Clive Paget 

Víkingur Ólafsson review – Icelandic pianist brings magic and spontaneity to Bach

Performing the Goldberg Variations to a packed and tangibly engaged hall, this was a hypnotic reading that added up to considerably more than the sum of the work’s 32 parts.
  
  

‘The kind of whooping ovation usually reserved for rock stars’: Víkingur Ólafsson at the Royal festival hall, London.
‘The kind of whooping ovation usually reserved for rock stars’: Víkingur Ólafsson at the Royal festival hall, London. Photograph: Pete Woodhead

A live performance of Bach’s Goldberg Variations is always an event, and not just on account of the sheer quantity of notes. The composer famously left no instructions as to how the music should be played, allowing harpsichordists or pianists a great deal of interpretative latitude. And for all a performance might be planned out in advance, you forget that Bach was the greatest improvisor of his time at your peril. If that implies a necessary element of going with the flow, so be it.

Víkingur Ólafsson’s new recording of the work (released 6 October) is characteristically crisp, clean and crystalline but none of that prepared me for his Festival Hall performance.
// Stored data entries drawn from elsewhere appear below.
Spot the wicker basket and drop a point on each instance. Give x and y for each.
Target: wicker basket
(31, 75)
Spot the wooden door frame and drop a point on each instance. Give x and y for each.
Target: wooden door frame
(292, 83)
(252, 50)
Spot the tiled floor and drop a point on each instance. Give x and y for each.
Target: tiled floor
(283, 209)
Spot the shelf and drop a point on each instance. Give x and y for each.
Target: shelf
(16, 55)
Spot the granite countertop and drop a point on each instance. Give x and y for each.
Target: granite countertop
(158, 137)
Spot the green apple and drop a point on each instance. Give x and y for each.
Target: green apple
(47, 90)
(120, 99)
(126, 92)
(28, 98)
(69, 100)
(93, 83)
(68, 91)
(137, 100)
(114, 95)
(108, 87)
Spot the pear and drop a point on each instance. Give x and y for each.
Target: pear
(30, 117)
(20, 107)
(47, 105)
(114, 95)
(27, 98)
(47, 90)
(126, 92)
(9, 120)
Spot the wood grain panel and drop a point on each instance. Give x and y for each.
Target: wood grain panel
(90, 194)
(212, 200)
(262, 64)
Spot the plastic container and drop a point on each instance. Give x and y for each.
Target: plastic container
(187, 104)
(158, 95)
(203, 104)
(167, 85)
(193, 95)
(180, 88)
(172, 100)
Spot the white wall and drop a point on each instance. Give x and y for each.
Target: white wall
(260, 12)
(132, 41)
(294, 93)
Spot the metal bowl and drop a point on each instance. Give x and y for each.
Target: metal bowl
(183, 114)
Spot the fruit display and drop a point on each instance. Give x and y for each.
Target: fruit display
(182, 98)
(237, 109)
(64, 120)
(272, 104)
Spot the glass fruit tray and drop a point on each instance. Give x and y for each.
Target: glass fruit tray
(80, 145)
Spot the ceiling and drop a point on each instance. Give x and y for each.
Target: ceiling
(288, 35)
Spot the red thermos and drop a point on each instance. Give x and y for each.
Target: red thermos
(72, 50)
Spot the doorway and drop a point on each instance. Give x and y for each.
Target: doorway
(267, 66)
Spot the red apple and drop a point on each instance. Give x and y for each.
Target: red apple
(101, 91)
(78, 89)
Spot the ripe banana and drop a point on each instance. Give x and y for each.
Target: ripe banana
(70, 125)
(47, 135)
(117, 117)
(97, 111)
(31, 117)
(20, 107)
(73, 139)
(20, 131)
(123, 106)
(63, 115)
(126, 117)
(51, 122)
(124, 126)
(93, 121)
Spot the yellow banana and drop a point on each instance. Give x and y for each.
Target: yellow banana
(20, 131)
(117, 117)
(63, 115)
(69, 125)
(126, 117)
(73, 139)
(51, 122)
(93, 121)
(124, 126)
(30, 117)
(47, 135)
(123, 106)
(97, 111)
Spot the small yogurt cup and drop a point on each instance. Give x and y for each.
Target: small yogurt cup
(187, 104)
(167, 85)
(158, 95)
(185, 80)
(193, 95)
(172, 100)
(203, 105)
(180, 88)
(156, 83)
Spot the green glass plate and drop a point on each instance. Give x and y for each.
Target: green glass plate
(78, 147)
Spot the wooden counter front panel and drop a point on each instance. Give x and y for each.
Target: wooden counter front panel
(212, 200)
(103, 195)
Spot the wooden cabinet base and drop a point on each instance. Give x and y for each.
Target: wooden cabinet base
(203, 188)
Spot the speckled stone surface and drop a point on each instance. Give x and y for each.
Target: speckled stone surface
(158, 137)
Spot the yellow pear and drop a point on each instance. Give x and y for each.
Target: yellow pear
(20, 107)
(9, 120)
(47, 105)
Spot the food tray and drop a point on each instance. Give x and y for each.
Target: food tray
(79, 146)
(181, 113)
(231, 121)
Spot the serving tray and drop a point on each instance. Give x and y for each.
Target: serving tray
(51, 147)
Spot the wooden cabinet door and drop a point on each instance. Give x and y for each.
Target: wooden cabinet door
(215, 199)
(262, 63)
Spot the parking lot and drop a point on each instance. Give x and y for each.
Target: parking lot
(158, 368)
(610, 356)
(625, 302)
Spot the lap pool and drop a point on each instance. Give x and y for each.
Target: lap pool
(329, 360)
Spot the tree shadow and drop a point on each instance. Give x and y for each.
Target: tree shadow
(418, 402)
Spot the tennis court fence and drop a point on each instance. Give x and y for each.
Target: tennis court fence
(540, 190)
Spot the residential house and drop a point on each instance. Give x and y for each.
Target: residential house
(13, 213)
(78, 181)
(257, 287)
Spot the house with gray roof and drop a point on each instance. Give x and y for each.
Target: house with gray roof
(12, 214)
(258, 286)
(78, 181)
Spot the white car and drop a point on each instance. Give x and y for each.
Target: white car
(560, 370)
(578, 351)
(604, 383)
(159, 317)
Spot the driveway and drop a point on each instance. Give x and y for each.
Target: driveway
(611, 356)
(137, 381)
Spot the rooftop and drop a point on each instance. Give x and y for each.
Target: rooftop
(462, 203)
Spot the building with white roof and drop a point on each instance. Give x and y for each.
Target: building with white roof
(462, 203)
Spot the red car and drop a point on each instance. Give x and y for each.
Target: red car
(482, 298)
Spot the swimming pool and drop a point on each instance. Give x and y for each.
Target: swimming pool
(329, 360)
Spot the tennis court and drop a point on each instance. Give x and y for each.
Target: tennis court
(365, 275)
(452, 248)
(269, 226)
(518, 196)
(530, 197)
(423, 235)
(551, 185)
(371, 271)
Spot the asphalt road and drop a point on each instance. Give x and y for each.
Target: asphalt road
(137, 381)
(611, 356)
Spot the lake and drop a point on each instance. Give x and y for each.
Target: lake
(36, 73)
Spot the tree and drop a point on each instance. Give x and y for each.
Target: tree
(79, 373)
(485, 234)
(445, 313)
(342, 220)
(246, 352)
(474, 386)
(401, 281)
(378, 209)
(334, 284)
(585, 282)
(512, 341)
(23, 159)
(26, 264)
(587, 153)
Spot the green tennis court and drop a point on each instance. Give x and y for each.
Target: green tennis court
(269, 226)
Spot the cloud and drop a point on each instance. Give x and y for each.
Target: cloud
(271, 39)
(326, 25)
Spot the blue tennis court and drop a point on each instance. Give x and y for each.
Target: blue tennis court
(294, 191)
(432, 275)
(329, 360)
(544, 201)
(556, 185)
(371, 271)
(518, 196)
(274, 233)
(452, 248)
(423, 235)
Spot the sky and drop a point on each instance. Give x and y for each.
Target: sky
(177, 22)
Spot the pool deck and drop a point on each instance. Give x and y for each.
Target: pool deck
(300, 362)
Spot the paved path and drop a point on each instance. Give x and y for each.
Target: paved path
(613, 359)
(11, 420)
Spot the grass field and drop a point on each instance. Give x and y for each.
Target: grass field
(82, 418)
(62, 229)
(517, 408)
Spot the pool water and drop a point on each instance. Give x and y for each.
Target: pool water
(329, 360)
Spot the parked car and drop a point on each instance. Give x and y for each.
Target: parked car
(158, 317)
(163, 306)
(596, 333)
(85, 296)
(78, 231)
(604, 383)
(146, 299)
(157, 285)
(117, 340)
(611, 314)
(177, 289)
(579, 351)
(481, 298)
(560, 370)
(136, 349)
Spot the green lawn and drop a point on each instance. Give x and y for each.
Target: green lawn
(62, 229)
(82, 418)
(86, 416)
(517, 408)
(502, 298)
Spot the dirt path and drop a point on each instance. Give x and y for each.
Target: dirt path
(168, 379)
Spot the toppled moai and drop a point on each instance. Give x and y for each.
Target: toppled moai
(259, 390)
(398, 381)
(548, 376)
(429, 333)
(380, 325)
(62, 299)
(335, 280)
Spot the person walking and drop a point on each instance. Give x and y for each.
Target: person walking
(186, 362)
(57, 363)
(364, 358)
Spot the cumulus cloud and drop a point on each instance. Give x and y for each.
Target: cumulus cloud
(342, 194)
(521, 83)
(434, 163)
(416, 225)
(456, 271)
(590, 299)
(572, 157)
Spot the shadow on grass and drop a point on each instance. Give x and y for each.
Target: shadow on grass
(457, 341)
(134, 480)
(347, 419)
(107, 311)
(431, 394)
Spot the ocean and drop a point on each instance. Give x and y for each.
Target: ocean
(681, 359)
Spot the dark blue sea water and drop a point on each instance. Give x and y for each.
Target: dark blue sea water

Those qualities were present in spades, but there was an added something. Call it the magic of theatre or the tangible engagement of an intensely listening audience, but this was a reading that added up to considerably more than the sum of its 32 parts.

The Icelandic pianist was a hypnotic presence at the keyboard, a rangy giant whose head bent so low at times his nose nearly brushed the keys. His poetic body language wasn’t just engaging to watch, it carved up time, placing each variation within a dramatic framework. Listeners might be held back in thrilling anticipation one moment or tumbled headlong into the maelstrom of the following variation the next. Where a recording studio can pour cold water on spontaneity, in the heat of the moment Ólafsson was breathtakingly organic.

Original touches were legion, like the boastful panache of the fugal tenth variation, the sense of private communion in the pivotal 13th, and the wistful air of loneliness he found in the canon on the fifth that rounds off the first half. The second half was an emotional switchback, from the one hand dispatching racing scales while the other danced a saraband in the 26th variation, to the magical mystery tour of the spun-out canon on the seventh. But it was the heady joy as he sensed the finish line and the head-tossing relish as he plunged into the quodlibet that earned him the kind of whooping ovation usually reserved for rock stars.

• Vikingur Olfasson tours the Goldberg Variations internationally until June 2024. A performance will be live-streamed on Stage+ on 15 December.